A perfect gift! One of the most powerful books ever written is the ‘48 Laws of Power’ by Robert Greene. A modern-day classic for people who aspire to achieve power or maintain their current power status. First published in 1998, it’s available in more than 20 different languages and has gone on to sell over 1.2 million copies in the U.S. alone and many more around the world.

Although Greene has published another four bestselling books since the 48 Laws of Power, it remains his magnum opus. The book focuses on how to gain power in any situation, regardless of whether it’s morally right or wrong and it uses specific anecdotes from history to illustrate these “rules of power”.

Illustrations are drawn from the courts of modern and ancient Europe, Africa and Asia while devious strategies are culled from well-known personae: Machiavelli, Catherine the Great, Lola Montes and various con artists of our century. If you’re looking for a book that provides guidance on how to achieve power in an ethical manner without compromising morals, this is not for you.

It details without shame how to achieve it and hold on to power with overt ruthlessness or underhanded cunning. The first paragraph of the preface describes the book perfectly; “The feeling of having no power over people and events is generally unbearable to us, when we feel helpless, we feel miserable. No one wants less power; everybody wants more. In the world today, however, it is dangerous to seem too power hungry, to be overt with your power moves. we have to seem fair and decent. So, we need to be subtle – congenial yet cunning, democratic yet devious.”

The layout of the book’s chapters.

Each law is a chapter so there are 48 of them. The book is quite big, but each chapter is around five or six pages in length so they’re easily digestible. The chapter structure is unique as each chapter follows the same formula.
1. The law.
2. Transgression of the law and interpretation.
3. Observance of the law and interpretation.
4. Keys to power.
5. Reversal of the law – when it’s appropriate to do the opposite of what the law states.

One thing about this book is that you can pick and choose what you want to apply. Not all 48 laws will work in all situations or with all personalities.

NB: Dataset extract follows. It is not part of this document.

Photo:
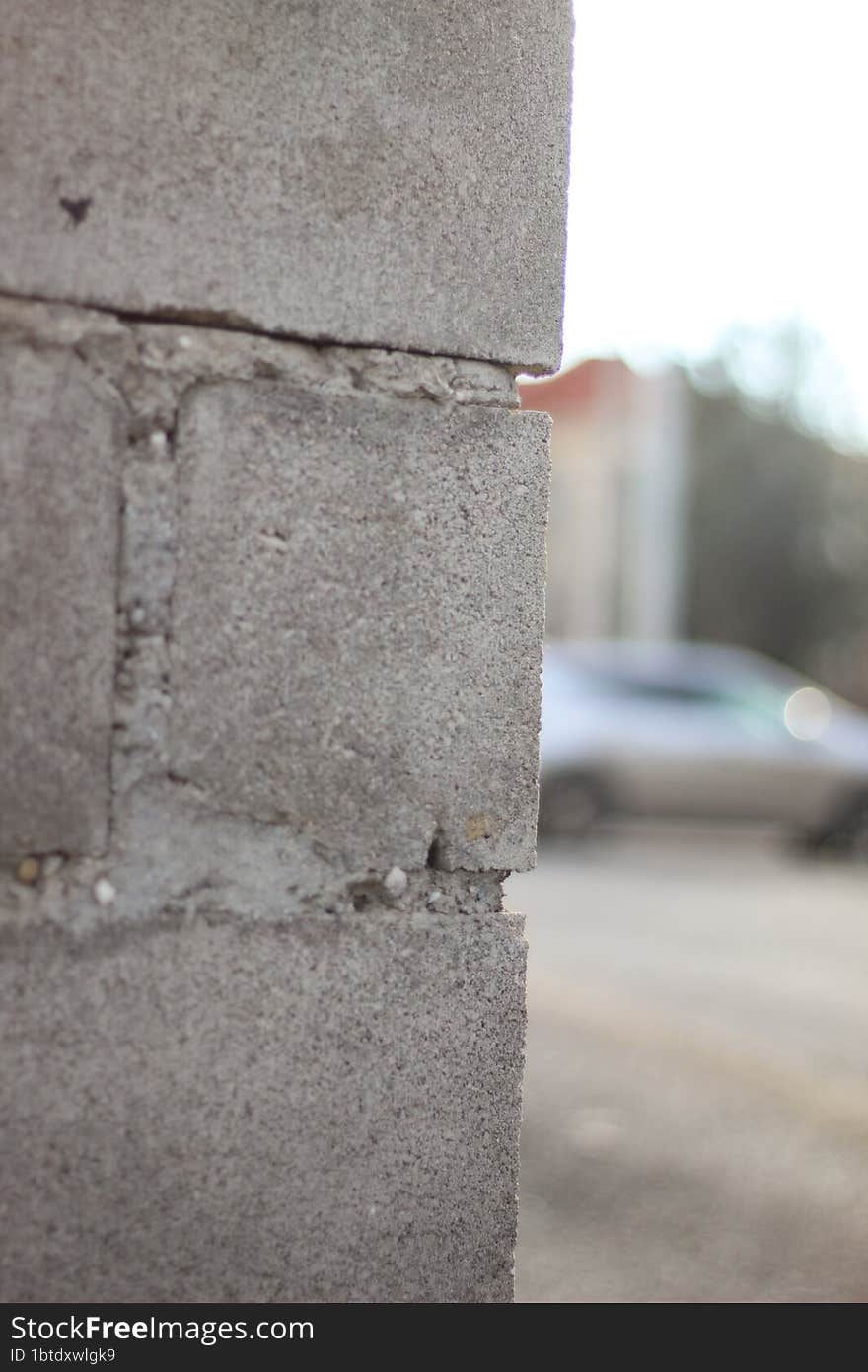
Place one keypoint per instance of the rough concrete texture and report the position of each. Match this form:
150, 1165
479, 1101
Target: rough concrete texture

The book does a brilliant job of enplaning the logic and mindset of the people who play such games to get power. If you want to understand why people play these games, this is a book worth reading. Although gentler souls will find this book frightening, those whose moral compass is oriented solely to power will have a perfect vade mecum.
The 48 Laws of Power is a book that will stand the test of time; the historical references are vast. Add to this that human nature does not change and you have a reference book for years to come.